Where Next for Human Rights in Australia?

Australia recently introduced new guidelines allowing intersex individuals an official legal status on personal documents. It's an important move for Australia's intersex individuals and for equality in the country, and also for transgender, gender diverse and intersex people around the world. But in other ways Australia falls short in matters of equality.

Australia recently introduced new guidelines allowing intersex individuals an official legal status on personal documents. It's an important move for Australia's intersex individuals and for equality in the country, and also for transgender, gender diverse and intersex people around the world.

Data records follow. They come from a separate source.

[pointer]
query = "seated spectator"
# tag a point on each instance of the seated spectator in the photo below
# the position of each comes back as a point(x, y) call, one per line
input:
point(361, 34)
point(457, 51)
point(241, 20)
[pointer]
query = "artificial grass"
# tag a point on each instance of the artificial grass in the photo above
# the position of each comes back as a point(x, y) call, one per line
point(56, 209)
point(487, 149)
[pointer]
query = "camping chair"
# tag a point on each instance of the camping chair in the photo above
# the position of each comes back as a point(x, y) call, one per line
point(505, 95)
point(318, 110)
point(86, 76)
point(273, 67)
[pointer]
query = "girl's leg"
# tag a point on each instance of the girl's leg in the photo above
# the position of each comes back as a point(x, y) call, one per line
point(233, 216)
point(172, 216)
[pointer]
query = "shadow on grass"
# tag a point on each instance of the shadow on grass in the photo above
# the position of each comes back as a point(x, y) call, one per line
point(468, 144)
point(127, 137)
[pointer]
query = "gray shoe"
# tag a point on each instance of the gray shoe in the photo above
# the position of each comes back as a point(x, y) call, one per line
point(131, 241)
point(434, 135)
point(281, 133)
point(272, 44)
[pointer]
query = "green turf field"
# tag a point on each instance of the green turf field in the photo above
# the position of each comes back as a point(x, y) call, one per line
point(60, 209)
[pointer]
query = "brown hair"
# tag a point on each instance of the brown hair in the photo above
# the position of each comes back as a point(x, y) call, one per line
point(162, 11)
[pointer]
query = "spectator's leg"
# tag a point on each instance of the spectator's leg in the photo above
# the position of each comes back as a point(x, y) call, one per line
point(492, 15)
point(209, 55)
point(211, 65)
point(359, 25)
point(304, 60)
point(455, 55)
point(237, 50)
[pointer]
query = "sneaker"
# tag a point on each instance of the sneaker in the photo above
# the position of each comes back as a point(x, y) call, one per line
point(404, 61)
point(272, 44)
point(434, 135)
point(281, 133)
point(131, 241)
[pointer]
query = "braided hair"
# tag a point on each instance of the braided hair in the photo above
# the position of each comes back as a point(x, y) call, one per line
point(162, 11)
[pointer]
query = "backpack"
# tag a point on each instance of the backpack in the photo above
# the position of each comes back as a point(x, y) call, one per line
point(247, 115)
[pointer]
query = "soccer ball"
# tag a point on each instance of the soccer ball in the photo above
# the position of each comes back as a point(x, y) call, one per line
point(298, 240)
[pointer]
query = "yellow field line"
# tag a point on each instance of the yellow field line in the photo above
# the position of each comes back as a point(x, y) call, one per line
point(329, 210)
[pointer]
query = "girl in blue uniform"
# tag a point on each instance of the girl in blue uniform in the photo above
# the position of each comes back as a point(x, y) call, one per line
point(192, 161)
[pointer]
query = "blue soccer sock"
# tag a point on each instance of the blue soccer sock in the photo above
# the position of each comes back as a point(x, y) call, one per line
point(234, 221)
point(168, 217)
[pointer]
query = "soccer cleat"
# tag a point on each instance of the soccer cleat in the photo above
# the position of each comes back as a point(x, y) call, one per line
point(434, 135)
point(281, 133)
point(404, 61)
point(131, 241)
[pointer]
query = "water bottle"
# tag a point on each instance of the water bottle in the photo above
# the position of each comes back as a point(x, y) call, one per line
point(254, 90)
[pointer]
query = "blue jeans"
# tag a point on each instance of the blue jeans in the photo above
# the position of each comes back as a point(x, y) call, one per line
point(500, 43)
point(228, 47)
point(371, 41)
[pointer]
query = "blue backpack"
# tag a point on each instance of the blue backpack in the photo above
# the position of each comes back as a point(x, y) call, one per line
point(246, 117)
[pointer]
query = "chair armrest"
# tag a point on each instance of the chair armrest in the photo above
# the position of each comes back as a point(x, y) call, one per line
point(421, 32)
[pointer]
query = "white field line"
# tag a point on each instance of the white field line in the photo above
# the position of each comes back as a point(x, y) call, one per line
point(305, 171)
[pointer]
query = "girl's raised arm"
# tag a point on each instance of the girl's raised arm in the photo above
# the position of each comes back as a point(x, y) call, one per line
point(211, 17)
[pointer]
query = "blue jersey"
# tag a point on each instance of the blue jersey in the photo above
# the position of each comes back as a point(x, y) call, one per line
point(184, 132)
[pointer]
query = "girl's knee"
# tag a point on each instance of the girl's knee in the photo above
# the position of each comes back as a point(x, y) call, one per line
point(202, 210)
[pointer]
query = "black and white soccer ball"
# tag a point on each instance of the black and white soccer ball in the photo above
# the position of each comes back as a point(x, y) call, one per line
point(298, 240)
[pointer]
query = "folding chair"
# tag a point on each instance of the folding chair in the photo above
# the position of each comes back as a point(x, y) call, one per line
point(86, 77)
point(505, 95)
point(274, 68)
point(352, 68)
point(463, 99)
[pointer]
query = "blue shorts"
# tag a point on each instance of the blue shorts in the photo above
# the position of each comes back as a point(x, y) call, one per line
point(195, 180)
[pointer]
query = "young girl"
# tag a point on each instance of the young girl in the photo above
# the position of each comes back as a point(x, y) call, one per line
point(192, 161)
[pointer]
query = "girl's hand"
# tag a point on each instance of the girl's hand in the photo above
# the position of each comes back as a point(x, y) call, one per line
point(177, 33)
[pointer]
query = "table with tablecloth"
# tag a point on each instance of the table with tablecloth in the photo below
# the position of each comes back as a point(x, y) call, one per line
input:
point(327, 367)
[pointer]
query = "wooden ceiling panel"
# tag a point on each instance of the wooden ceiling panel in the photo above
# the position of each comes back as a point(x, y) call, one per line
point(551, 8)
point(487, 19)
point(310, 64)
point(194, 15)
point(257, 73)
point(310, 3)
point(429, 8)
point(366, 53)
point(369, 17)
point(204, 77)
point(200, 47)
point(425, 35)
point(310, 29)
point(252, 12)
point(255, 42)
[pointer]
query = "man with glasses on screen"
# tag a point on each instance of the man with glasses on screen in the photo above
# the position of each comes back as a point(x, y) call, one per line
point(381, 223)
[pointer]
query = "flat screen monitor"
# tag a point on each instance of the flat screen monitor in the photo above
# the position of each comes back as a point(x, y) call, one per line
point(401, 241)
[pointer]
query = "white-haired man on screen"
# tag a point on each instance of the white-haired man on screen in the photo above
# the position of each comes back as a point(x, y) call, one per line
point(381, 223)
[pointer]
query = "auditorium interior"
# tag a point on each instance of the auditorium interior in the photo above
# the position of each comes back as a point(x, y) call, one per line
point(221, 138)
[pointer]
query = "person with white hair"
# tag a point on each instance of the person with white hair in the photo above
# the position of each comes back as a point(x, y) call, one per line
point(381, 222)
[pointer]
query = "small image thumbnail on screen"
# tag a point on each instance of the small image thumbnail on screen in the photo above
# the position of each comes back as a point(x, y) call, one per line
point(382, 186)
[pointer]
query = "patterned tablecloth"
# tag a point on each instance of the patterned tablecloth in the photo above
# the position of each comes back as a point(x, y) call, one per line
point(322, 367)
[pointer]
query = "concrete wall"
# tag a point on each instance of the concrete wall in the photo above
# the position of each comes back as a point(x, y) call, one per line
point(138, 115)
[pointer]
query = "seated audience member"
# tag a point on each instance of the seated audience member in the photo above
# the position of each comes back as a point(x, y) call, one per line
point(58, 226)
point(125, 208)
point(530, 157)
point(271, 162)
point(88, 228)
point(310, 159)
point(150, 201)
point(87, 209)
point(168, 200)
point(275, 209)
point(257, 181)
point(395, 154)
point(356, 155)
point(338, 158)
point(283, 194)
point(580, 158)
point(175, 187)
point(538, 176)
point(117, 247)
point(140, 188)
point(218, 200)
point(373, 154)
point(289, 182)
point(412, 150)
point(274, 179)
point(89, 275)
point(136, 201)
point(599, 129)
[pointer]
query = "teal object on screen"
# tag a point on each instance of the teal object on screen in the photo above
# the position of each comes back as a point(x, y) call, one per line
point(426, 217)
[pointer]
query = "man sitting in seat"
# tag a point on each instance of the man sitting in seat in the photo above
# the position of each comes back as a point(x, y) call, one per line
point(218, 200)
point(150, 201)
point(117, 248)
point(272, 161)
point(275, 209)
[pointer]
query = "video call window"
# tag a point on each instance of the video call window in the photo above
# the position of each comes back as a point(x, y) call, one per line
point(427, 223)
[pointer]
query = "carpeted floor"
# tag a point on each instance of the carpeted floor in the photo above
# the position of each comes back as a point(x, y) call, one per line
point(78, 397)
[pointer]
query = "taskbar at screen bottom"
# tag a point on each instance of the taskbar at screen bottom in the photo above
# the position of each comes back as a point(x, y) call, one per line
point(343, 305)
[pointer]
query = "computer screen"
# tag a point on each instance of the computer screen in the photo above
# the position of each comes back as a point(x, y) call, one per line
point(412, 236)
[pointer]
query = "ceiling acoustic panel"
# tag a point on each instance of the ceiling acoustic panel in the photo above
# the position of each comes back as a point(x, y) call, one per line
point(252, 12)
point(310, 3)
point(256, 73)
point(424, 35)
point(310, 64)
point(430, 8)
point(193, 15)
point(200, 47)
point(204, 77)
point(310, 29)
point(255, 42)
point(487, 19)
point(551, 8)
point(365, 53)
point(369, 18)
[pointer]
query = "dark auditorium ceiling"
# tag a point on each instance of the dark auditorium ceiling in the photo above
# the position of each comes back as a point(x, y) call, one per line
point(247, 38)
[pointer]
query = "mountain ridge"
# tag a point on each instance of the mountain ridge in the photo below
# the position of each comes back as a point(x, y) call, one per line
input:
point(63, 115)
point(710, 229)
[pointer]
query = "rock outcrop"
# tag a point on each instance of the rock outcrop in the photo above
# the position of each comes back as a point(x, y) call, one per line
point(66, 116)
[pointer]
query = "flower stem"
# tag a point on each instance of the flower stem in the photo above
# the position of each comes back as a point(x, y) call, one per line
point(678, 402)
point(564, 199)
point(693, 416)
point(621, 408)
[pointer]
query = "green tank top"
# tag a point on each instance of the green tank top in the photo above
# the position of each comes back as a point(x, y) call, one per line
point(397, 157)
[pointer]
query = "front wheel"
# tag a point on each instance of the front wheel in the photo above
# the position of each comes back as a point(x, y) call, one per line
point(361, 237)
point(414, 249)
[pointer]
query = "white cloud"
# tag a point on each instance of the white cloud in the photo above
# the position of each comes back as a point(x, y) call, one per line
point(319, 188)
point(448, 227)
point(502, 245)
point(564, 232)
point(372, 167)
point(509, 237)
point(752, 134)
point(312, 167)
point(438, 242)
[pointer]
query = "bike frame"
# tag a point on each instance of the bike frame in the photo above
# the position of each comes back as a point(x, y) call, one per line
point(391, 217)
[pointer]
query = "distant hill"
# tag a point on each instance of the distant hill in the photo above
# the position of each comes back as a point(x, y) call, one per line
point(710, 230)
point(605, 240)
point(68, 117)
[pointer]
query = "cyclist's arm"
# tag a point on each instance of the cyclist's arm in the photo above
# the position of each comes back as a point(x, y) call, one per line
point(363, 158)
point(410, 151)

But in other ways Australia falls short in matters of equality.

I am of course referring to Australia's Aboriginal people. These people have a remarkable history. In 1770, when British fleets arrived in Australia with colonisation in mind, they found Aboriginals calmly sitting on the beach, ignoring the arrival of their boats. They had no words in their native tongue for 'yesterday' or 'tomorrow', indicating the lack of a concept of the past and the future. What food they came by, they did not save with the future in mind, but ate when they could. They had somehow survived in an arid land of weather extremes and countless poisonous species, yet they lived off the land without sowing seeds, making permanent shelters or attempting to cultivate the land in any way. European settlers took the opposite approach and lost many lives in numerous failed attempts to triumph over nature.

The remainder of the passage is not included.